When we lived in Coventry for the first seven years of my life, we used to shop in the Precincts. One of those terms like "ring road" and "dual carriageway" with which I was very familiar due to regularly hearing it. But I did not know exactly what it meant.
The precincts spread far and wide and, doing a morning's shopping, we would range over them, going into shops here and there, retracing our steps on occasion. Sometimes the sight I longed for came into view, from a number of different angles. But it would be a very rare occasion that we would venture in.
My favourite cafe was round. It was on the highest level of the precincts and to reach it you had to walk up a ramp. Walking up it, the lower levels of the precincts far below, was almost like crossing a moat to reach a castle. Inside, it was a Wimpy bar. These were the days before McDonald's persuaded them to get their act together and so there was, for example, a ketchup-encrusted plastic bottle on each table in the shape of a tomato.

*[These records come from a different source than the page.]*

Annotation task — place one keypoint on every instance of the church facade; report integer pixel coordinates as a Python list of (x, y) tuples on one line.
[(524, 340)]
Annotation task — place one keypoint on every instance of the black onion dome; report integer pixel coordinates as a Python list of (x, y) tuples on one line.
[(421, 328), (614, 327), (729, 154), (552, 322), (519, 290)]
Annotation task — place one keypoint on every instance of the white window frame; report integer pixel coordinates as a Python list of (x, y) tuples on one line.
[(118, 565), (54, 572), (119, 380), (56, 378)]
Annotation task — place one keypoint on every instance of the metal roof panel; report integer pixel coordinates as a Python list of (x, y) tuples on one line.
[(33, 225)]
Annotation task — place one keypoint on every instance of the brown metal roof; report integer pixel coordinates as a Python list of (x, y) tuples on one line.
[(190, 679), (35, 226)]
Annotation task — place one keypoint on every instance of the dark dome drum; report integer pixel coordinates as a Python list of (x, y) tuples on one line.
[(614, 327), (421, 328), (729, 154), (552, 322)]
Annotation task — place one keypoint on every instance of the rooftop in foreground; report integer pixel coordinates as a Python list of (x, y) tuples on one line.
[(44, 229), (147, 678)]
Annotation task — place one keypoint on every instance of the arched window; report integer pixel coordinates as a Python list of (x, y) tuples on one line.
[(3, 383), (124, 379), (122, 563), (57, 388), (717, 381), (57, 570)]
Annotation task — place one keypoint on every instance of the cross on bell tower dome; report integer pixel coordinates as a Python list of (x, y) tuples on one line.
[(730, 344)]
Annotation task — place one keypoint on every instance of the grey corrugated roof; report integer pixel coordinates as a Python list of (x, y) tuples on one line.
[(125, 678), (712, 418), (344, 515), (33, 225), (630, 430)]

I would tend to have the same thing: a fillet o' fish: an orange breadcrumbed square, with chips. Puddings were out of the question, beg as I might, but I would look longingly at the photographs on the menus with wordy descriptions of what was on offer. The idea of a Banana Longboat thrilled me, with its piles of "cocktail fruit" and scoops of vanilla ice cream. Then there was the "Brown Derby" which I used to pronounce as though it rhymed with herby. A sort of doughnut, I seem to recall.
More often than to my "Favourite cafe", if we ate out at all during these shopping expeditions, it would be to Elizabeth the Chef we would go: a steamy, bustling coffee-scented place that was altogether more sophisticated than the frankly greasy and tatty Wimpy Bar. But it didn't have the tomato-shaped bottles on the table, no fillet o' fish, and no Banana Longboats.